Other
280 A.2d 717 (Del. 1971)
Study notes for Sinclair Oil Corp. v. Levien: professor notes, cold call prep, exam angles, and memory aids.
Controlling shareholders must demonstrate that transactions with the corporation are conducted in good faith and are fair to minority shareholders.
In Sinclair Oil Corp. v. Levien, the Delaware Supreme Court addressed critical issues surrounding the fairness of transactions between a corporation and its controlling shareholders. The court underscored the need for controlling shareholders to show that any transactions were carried out in good faith and were fair to minority shareholders. This case is especially important because it set the precedent that controlling shareholders bear the burden of proving that their actions do not disadvantage minority interests, a principle that has been foundational in corporate law's treatment of conflicts of interest.

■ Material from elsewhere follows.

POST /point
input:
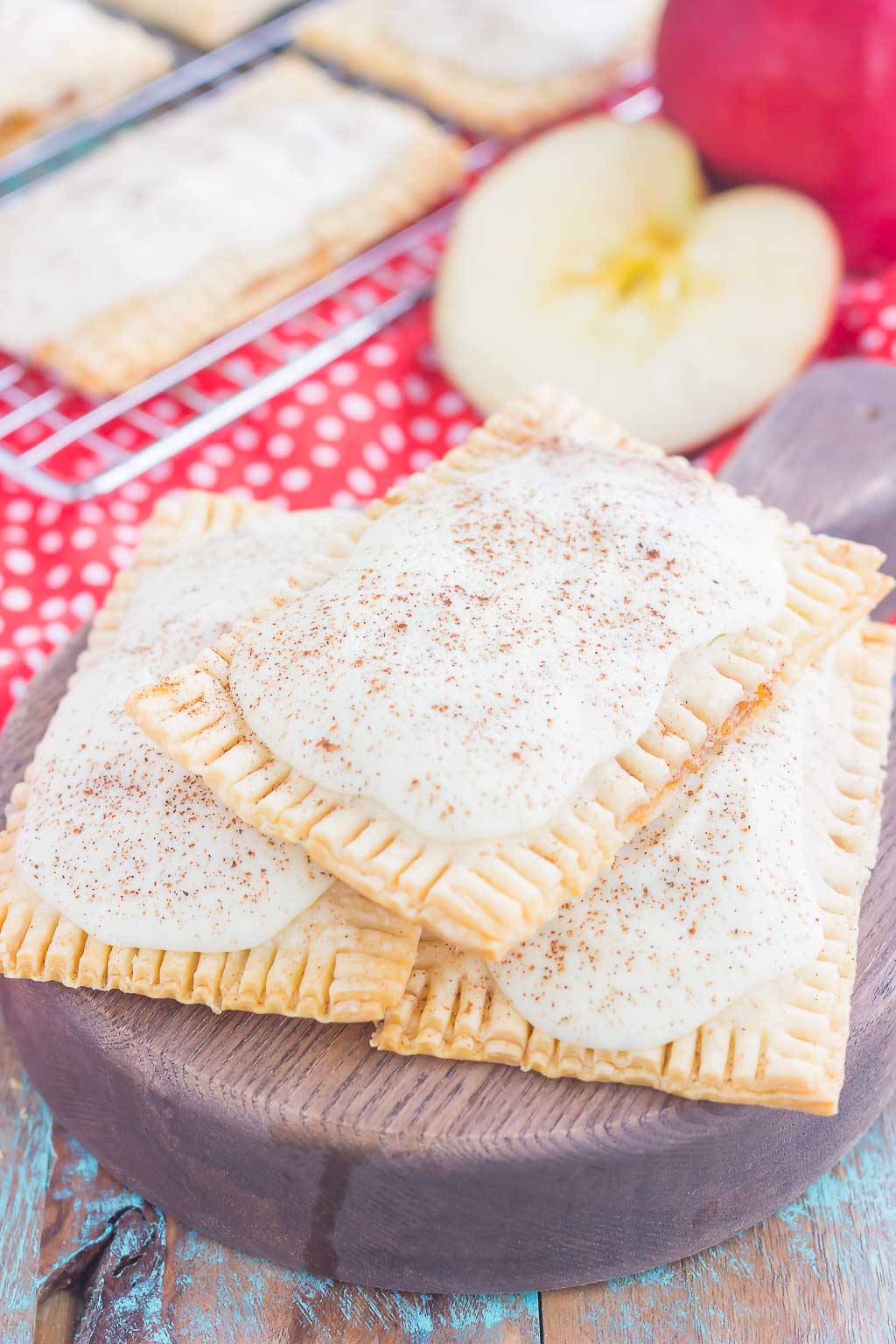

Furthermore, Professor discussions may focus on the implications of the ruling for corporate governance and the safeguarding of minority shareholder rights. The court's insistence on fair dealing and fair price, particularly in transactions that might otherwise favor controlling shareholders, prompts a critical analysis of the obligations that come with controlling stakes and the mechanisms in place to ensure accountability within corporate structures.
CFB - Control Fairness Burden - the controlling party bears the burden of proving fairness in transactions.
| Case | Distinction |
|---|---|
| Revlon, Inc. v. MacAndrews & Forbes Holdings, Inc. | In Revlon, the court emphasized the duty of the board during a change of control, highlighting the need for maximizing shareholder value, which differs from the fairness standard in Sinclair. |
| Kahn v. Lynch Communication Systems, Inc. | Kahn involves the entire fairness standard with a focus on mergers and acquisitions, differing from Sinclair's broader application of fairness in transactions between corporations and controlling shareholders. |
The rule promotes transparency and accountability, ensuring that minority shareholders are not unfairly disadvantaged by transactions that serve the interests of controlling shareholders.
Imposing a strict burden of proof on controlling shareholders may discourage entrepreneurial risk-taking and complicate legitimate business arrangements.
This case may appear on exams focusing on corporate governance, specifically regarding the obligations of controlling shareholders to minority shareholders and the standards for evaluating fairness in self-dealing transactions.